Jesse Beaudry, president and CEO of Candre, said his company’s plans remain par for the course, and continues to forecast incremental growth.

“We’ve been hiring through 2019 and have additional hires planned for 2020,” Beaudry said, adding some have come from Aurora and Sundial.

Expressing “a great amount of respect” for those companies, Beaudry said last Friday that “They’ve accomplished amazing things. Aurora’s been a pioneer in the space — they’ve done a lot of good things.”

Any loss of jobs is always unfortunate, he said.

“I don’t like it when any industry is downsizing; it impacts people and families.”

Running a business is challenging in any industry, and Sundial and Aurora are trying to figure out a way to ensure long-term sustainability, he said.

But Candre, he added, is at this time not considering any operational or staff cutbacks — quite the opposite.

“We’re a growing company in Sundre.”

Fostering good relationships with several retailers, including conversations with Alberta Gaming, Liquor and Cannabis, the agency responsible for administering the Gaming and Liquor Act, offers invaluable insight on the state of the cannabis industry, especially regarding demand for product, he said when asked whether oversupply has become an issue.

“The reality is, there’s a lot of legal cannabis available. There’s also still a lot of black market cannabis available as well,” he said.

However, the quality of product on the legal market is not always up to par with consumer expectations, he said.

“Retailers are telling us they’re having a hard time keeping quality cannabis available,” he said, adding orders for certain strains — as well as the recently introduced edibles — often cannot be met.

“What I hear, coming from retailers and those selling it, is there’s not an oversupply of quality cannabis.
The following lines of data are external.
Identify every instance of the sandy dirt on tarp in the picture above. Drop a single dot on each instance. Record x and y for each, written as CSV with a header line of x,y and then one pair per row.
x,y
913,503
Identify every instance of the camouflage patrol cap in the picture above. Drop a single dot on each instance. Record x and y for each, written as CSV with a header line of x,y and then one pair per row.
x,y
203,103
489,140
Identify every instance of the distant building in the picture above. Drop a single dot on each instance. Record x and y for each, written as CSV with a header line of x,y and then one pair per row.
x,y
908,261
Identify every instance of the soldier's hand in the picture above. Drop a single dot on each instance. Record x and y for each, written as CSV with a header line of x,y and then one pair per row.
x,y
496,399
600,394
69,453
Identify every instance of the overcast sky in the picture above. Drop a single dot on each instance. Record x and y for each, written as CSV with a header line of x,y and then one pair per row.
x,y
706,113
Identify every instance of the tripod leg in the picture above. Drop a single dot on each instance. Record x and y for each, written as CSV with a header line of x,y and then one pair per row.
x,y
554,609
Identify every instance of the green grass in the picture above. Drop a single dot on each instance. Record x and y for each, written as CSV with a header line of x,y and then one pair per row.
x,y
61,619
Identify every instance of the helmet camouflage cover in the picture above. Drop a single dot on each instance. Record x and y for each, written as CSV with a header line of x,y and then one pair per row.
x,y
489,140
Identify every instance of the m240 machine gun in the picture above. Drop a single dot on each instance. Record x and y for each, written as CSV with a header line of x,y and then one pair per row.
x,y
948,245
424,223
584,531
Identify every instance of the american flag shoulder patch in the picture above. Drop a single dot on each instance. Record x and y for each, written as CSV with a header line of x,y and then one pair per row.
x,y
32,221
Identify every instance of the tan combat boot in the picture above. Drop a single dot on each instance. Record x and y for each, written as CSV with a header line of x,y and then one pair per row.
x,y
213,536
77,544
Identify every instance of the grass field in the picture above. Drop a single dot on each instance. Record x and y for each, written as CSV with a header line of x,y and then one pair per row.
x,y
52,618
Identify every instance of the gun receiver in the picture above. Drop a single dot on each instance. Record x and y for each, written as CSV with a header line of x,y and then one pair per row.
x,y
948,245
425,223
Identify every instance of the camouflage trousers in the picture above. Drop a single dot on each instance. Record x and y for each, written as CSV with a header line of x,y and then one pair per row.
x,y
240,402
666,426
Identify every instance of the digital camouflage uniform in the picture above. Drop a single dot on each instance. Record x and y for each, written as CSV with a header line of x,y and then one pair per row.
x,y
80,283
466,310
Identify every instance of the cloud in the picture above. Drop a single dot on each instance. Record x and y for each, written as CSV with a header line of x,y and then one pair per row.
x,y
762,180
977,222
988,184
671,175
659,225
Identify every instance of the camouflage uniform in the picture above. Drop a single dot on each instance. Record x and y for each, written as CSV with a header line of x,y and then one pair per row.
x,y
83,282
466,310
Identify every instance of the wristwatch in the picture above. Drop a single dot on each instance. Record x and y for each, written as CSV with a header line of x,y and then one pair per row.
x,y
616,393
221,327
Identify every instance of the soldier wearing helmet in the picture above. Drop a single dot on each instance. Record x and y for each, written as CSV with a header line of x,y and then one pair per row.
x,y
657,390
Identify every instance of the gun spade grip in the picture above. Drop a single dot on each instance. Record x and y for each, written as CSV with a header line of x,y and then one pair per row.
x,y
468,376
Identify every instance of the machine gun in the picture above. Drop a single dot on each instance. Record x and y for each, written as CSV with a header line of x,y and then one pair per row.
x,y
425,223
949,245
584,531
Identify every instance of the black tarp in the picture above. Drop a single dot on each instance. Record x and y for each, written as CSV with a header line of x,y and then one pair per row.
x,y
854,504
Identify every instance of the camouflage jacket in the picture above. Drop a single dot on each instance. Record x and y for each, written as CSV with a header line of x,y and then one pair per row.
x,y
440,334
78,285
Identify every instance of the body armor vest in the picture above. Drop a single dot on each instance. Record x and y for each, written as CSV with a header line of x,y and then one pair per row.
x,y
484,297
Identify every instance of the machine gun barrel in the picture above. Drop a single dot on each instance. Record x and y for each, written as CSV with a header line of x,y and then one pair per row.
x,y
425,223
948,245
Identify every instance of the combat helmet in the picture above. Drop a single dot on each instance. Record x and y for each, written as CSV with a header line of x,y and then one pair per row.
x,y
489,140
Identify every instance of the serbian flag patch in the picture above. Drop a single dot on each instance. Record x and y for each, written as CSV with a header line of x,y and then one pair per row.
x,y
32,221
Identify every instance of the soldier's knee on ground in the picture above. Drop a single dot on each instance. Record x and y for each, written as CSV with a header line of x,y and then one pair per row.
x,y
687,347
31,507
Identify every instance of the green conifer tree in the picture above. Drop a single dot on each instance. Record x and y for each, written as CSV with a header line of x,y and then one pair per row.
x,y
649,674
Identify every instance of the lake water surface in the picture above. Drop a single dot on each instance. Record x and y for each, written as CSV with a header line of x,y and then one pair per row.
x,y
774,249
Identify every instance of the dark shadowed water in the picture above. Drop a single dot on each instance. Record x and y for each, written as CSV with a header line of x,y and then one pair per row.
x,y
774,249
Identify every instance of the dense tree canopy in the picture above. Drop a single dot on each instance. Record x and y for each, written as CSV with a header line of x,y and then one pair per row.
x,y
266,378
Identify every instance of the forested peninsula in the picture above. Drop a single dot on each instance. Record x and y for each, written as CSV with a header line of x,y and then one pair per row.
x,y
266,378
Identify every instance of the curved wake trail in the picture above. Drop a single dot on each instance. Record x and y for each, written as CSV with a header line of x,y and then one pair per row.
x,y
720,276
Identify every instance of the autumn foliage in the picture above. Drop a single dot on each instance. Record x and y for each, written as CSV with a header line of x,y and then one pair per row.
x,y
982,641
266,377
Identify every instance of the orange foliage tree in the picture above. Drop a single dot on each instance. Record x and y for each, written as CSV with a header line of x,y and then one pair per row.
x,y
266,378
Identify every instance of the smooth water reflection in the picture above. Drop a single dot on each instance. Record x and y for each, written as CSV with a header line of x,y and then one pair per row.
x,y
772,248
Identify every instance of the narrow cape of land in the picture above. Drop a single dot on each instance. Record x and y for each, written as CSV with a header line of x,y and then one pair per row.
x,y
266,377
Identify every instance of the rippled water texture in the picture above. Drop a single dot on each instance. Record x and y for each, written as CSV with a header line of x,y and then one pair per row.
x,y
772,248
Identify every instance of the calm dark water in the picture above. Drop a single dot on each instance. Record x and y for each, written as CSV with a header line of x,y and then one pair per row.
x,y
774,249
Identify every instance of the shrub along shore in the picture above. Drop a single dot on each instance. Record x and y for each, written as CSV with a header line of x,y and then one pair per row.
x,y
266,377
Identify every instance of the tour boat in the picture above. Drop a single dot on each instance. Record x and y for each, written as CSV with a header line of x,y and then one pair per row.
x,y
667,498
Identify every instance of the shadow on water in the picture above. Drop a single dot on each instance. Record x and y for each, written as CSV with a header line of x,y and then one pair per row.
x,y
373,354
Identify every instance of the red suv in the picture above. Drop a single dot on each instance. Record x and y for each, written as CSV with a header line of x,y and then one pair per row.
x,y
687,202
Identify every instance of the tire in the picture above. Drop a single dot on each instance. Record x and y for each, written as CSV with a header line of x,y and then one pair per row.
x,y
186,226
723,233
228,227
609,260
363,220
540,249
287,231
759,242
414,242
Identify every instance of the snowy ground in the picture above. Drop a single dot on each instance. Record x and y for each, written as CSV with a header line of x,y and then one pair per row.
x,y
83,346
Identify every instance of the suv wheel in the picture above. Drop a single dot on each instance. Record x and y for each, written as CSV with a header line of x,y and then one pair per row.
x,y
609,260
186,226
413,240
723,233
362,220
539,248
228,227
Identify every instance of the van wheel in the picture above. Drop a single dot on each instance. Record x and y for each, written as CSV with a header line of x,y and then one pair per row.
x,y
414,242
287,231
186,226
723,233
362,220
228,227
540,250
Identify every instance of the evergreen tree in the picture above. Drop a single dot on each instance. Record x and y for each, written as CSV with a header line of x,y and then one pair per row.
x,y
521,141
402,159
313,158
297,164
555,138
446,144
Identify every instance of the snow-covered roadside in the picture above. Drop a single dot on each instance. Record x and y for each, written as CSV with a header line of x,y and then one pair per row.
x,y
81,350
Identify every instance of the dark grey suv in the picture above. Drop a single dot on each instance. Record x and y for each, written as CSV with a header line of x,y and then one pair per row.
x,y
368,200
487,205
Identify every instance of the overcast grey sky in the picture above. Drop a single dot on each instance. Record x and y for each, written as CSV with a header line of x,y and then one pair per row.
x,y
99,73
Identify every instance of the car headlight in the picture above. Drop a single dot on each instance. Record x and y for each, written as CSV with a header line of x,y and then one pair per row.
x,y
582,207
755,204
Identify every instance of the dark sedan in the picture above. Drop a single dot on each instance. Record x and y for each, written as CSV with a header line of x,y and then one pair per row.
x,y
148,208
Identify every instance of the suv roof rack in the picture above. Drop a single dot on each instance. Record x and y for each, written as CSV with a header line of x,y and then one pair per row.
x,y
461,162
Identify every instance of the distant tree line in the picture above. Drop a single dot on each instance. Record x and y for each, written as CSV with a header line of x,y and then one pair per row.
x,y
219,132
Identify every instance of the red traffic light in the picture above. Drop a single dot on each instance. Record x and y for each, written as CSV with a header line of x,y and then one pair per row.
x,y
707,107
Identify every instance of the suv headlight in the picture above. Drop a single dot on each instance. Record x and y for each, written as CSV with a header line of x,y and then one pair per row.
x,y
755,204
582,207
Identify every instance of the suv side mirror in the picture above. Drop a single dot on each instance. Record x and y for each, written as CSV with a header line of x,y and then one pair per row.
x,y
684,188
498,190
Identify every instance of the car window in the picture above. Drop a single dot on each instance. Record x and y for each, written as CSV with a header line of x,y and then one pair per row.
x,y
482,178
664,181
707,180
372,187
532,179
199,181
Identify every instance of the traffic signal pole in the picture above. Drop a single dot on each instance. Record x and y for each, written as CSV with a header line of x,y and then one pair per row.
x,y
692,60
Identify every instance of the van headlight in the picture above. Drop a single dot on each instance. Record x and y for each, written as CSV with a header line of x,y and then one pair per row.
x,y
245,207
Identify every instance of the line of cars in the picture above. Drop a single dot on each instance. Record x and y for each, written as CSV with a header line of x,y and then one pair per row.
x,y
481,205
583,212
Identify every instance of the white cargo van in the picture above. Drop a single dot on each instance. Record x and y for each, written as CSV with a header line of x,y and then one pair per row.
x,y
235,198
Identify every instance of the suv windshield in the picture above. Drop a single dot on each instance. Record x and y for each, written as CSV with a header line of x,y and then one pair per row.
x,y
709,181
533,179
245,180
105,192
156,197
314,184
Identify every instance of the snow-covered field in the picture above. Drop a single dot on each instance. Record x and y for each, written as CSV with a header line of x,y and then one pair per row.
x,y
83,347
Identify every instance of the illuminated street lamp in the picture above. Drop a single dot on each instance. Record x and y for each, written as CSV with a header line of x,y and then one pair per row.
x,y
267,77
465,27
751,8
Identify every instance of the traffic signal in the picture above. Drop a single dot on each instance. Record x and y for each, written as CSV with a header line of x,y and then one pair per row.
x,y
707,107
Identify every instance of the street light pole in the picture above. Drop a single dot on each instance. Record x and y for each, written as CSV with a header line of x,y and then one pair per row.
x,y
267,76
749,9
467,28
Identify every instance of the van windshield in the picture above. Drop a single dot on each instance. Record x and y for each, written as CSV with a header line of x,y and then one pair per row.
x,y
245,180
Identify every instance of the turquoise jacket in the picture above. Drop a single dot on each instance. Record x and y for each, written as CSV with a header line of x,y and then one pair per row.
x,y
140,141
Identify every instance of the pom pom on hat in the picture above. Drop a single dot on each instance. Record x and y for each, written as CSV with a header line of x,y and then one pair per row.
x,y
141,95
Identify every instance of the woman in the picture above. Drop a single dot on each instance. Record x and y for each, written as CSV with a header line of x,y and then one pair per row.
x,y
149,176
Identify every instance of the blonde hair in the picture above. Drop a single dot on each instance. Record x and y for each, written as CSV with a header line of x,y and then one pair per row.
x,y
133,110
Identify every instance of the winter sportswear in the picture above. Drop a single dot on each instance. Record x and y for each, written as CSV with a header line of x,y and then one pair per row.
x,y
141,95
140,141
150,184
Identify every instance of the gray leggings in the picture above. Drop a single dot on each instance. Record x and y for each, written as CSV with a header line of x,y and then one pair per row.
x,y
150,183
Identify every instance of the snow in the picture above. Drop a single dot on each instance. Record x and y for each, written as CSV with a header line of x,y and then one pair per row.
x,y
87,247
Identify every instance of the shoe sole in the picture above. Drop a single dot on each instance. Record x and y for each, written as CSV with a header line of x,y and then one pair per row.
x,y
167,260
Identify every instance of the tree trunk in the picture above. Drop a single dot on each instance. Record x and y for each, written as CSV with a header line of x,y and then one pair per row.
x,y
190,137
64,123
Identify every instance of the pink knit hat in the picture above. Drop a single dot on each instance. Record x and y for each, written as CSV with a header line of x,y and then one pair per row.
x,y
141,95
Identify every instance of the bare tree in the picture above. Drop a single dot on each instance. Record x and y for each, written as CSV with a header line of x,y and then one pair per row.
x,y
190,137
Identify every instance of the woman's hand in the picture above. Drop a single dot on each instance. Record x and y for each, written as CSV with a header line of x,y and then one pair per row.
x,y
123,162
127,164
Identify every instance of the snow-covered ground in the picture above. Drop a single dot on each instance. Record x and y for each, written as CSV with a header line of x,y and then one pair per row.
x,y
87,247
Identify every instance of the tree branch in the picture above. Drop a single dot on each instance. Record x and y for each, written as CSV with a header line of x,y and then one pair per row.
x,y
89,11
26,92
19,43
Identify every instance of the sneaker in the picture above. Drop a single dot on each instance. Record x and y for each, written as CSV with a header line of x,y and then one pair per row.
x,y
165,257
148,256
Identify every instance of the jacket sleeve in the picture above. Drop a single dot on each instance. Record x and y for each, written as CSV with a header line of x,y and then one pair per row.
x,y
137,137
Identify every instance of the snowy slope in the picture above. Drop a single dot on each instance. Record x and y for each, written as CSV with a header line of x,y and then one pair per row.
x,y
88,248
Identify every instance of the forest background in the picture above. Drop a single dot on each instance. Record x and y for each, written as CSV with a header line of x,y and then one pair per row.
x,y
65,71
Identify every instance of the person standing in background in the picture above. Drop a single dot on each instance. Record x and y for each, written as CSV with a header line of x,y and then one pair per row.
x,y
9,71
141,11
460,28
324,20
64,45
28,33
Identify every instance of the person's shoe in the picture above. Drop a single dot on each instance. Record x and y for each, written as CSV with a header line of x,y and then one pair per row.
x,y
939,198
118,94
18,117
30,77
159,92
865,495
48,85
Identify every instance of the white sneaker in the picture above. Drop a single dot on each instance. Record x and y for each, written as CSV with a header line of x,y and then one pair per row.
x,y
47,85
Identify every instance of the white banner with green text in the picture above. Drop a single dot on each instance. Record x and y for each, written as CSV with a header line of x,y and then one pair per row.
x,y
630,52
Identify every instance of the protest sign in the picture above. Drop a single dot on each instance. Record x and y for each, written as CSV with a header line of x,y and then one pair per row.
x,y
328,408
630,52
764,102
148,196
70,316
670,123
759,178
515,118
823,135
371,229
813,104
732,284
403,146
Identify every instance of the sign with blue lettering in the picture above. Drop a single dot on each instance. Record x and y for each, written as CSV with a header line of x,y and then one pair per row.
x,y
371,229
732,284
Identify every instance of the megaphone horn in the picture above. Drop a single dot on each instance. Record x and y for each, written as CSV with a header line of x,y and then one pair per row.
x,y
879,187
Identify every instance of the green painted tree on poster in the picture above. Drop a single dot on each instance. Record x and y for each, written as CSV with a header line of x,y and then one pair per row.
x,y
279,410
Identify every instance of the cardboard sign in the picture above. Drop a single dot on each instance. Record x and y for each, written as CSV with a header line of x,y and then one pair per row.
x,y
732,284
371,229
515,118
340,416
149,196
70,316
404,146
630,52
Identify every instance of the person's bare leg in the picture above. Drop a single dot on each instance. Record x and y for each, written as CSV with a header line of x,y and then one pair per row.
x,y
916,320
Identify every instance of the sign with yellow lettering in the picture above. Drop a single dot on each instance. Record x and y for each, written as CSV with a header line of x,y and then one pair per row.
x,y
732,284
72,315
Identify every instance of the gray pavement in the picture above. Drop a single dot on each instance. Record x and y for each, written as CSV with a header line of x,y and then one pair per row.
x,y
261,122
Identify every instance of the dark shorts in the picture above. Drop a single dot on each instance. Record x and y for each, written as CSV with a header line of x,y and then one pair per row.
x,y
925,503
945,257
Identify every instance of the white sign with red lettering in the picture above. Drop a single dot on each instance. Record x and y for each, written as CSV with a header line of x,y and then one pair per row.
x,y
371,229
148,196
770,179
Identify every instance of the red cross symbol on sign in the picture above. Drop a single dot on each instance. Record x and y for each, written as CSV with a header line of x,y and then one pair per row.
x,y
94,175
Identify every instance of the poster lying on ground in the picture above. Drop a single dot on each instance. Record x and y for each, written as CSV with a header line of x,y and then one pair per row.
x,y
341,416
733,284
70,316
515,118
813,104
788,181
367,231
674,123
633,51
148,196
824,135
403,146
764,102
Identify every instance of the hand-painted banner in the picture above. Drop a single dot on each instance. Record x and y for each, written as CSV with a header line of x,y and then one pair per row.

But there is an abundance of lesser quality product,” he said, adding Candre's primary goal since the get-go has been to grow high quality cannabis.

“I feel the same way today as I did when we first broke ground,” he said.

Although disappointed to see others in the sector struggling, nothing has changed as far as Candre is concerned, he said.

“If anything, it’s a matter of filtering through opportunities to ensure we make sound decisions.”

From the beginning, Beaudry said his company has been cautious about getting ahead of itself.

“We don’t want to get too big too fast. That’s been a challenge in the sector.”

The focus is not only on cultivating high quality cannabis, but also taking measured steps to grow the company in a disciplined way, going forward only “when we’re ready and have proven we can move,” he said.

“Sometimes slow and steady wins the race, especially in a new industry.”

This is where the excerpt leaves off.